ExpertDT’s performance in the RCC subtyping task. Each box, specifically tailored to one kind of RCC subtype, (a) chrRCC, (b) ONCO, (c) ccRCC, (d) papRCC, reports: (i) an example of heatmap produced by our system (with the healthy tissue colored in green and the tumour overlapped by red); (ii) a magnification of a tissue portion belonging to the class of interest; (iii) the distribution of the classification accuracy over the different RCC subtypes.

Naive deep trees

To assess the effectiveness of the pathologist-based ExpertDT’s architecture, we compare our solution with the two other possible versions of the tree, hereafter referred to as NaiveDeepTree1 (NaiveDT1) and NaiveDeepTree2 (NaiveDT2), whose structure is not related to any pathologist’s expertise. The first column of Table 2 provides the classification score (average accuracy score ± standard deviation among the classes) of ExpertDT (first line), of NaiveDT1 (second line), of NaiveDT2 (third line), and of the baseline (last line). As it can be seen, ExpertDT outperforms by a consistent margin (almost 26%) both the NaiveDT versions, the latter being consistently less accurate even than the baseline (at least by 12%).
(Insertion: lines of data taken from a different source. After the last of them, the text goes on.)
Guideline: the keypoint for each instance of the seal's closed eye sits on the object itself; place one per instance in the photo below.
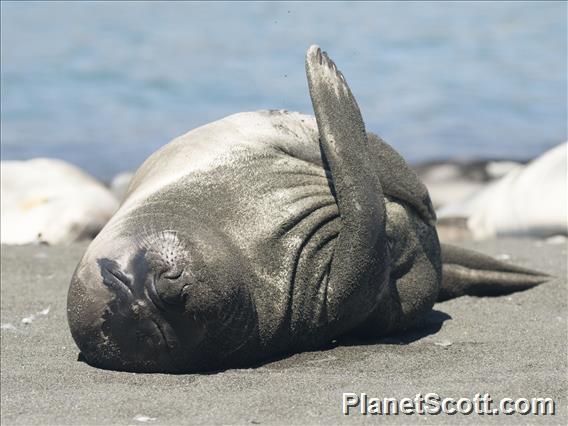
(114, 278)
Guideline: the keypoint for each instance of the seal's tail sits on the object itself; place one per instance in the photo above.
(465, 272)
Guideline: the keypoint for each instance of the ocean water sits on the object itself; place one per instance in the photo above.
(104, 84)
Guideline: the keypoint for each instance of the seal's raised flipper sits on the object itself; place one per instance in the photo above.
(468, 272)
(399, 180)
(360, 264)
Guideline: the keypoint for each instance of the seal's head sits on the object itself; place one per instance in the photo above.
(160, 302)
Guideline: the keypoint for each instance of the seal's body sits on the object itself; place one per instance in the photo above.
(262, 233)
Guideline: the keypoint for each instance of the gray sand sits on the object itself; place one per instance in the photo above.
(512, 346)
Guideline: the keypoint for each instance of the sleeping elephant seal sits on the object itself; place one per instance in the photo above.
(265, 233)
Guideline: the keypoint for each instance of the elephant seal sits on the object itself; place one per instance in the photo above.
(528, 201)
(265, 233)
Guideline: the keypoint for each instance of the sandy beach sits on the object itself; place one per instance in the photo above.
(513, 346)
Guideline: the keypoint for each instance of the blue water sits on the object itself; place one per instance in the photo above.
(104, 84)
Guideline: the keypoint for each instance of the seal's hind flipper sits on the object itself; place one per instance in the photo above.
(360, 265)
(466, 272)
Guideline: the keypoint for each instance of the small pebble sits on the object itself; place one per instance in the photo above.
(8, 326)
(143, 419)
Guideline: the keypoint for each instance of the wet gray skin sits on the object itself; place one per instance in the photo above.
(265, 233)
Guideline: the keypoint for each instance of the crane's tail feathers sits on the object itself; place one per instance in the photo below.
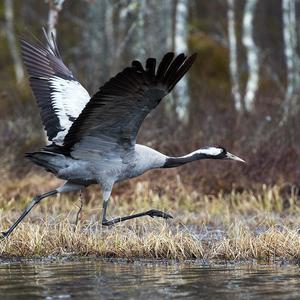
(52, 162)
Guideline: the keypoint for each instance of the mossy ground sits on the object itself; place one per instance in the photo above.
(246, 225)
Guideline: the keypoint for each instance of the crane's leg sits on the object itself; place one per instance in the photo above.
(152, 213)
(67, 187)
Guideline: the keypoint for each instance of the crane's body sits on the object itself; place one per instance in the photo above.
(93, 139)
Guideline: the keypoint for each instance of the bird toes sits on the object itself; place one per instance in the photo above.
(157, 213)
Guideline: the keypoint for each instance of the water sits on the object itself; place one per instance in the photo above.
(94, 279)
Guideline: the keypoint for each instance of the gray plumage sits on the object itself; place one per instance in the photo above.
(94, 140)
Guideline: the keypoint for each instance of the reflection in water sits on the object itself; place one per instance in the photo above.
(95, 279)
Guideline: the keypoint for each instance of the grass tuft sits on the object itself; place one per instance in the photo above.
(261, 224)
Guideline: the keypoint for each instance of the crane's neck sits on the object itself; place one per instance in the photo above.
(202, 153)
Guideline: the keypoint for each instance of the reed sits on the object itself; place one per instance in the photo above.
(261, 224)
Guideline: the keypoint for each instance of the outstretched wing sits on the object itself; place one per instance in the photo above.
(109, 123)
(60, 97)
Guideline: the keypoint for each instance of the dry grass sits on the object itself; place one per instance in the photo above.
(261, 225)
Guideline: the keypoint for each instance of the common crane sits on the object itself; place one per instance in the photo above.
(93, 139)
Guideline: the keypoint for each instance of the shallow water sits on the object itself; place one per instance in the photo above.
(94, 279)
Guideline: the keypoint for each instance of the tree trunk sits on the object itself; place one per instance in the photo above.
(55, 6)
(12, 45)
(290, 105)
(181, 34)
(252, 54)
(233, 65)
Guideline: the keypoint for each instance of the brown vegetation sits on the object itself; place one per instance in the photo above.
(261, 225)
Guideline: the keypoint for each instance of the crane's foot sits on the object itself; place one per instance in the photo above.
(4, 234)
(157, 213)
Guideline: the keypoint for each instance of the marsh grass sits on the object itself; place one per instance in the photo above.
(262, 224)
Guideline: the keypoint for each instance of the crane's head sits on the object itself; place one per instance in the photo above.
(218, 153)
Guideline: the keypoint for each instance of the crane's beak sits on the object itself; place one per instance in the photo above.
(233, 157)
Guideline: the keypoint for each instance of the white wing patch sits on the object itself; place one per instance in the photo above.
(68, 98)
(211, 151)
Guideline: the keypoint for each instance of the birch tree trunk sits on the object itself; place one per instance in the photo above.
(55, 6)
(233, 65)
(181, 32)
(291, 57)
(252, 54)
(12, 45)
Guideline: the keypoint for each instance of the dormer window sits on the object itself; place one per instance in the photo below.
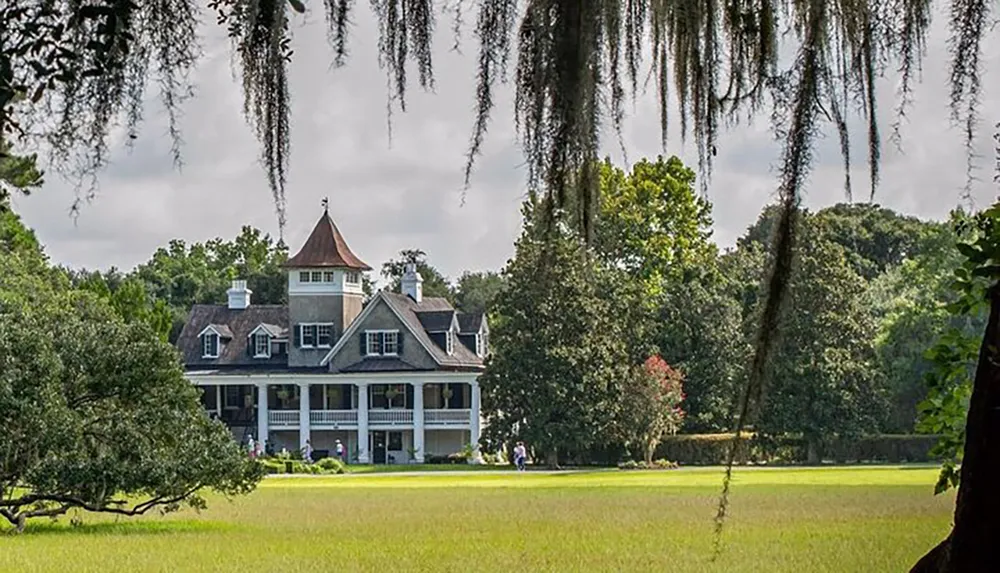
(261, 345)
(381, 343)
(210, 345)
(481, 345)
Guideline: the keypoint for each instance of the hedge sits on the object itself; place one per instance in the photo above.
(711, 449)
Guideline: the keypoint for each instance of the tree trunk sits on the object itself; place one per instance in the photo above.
(972, 546)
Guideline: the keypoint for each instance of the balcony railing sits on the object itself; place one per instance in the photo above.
(289, 419)
(447, 417)
(390, 417)
(283, 418)
(333, 418)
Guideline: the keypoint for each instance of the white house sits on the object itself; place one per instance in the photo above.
(395, 380)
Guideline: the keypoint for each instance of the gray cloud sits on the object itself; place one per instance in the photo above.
(409, 194)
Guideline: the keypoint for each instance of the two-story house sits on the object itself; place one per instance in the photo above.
(395, 379)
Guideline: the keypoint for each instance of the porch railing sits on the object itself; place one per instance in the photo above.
(333, 417)
(283, 418)
(447, 417)
(390, 416)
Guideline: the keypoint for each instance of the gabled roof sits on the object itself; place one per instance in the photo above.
(436, 320)
(326, 247)
(408, 311)
(235, 326)
(471, 323)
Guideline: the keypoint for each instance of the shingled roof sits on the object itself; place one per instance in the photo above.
(236, 324)
(326, 247)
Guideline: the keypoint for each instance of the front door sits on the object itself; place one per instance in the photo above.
(378, 446)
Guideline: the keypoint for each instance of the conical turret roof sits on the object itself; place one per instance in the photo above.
(326, 247)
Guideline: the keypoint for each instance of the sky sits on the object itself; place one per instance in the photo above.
(386, 196)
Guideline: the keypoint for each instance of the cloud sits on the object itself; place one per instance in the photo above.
(407, 193)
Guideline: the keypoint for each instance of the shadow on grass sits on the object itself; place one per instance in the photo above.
(123, 527)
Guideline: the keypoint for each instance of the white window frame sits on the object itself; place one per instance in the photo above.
(368, 342)
(206, 348)
(302, 335)
(329, 335)
(315, 326)
(257, 344)
(395, 342)
(480, 345)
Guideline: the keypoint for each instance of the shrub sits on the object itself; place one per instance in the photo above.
(331, 465)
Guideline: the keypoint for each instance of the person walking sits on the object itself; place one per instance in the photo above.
(520, 452)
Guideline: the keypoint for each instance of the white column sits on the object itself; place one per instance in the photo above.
(304, 430)
(363, 423)
(262, 412)
(418, 421)
(474, 418)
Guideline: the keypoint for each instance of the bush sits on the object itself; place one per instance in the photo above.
(660, 464)
(711, 449)
(331, 465)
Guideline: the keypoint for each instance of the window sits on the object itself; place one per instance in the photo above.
(390, 343)
(210, 345)
(481, 348)
(261, 345)
(323, 335)
(374, 343)
(308, 335)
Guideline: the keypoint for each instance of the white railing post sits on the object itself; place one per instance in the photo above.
(363, 422)
(474, 418)
(304, 429)
(262, 412)
(418, 421)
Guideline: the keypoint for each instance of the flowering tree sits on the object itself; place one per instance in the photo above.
(653, 404)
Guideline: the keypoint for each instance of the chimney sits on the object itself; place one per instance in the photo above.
(239, 295)
(412, 284)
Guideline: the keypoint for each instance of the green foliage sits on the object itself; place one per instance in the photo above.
(560, 354)
(435, 284)
(97, 413)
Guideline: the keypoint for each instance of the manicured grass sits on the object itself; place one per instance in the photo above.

The effect of the Refine mechanism

To evaluate the effectiveness of the Refine stages (see “Methods” for further details), we ablated such mechanism in the models we employed. More specifically, we tested: (i) ExpertDT with and without Refine; (ii) NaiveDTs with and without Refine; (iii) the baseline with and without Refine.

From Table 2, we can do the following considerations: (i) ExpertDT largely benefits of the Refine strategy: it shows an accuracy increased by around 9%, coupled with a decreased standard deviation among classes (see first line of Table 2); (ii) the Refine provides a similar effect also on the NaiveDT models: both the versions with Refine results 13% more accurate than their counterparts without Refine; (iii) interestingly, the refine process does not have any impact on the baseline CNN, which present the same average accuracy score and standard deviation irrespective of the Refine state (see last row of Table 2).

Figure 4
figure 4

Classification performance of the baseline (left) and of the proposed ExpertDT (right) on the RCC subtyping categorization task.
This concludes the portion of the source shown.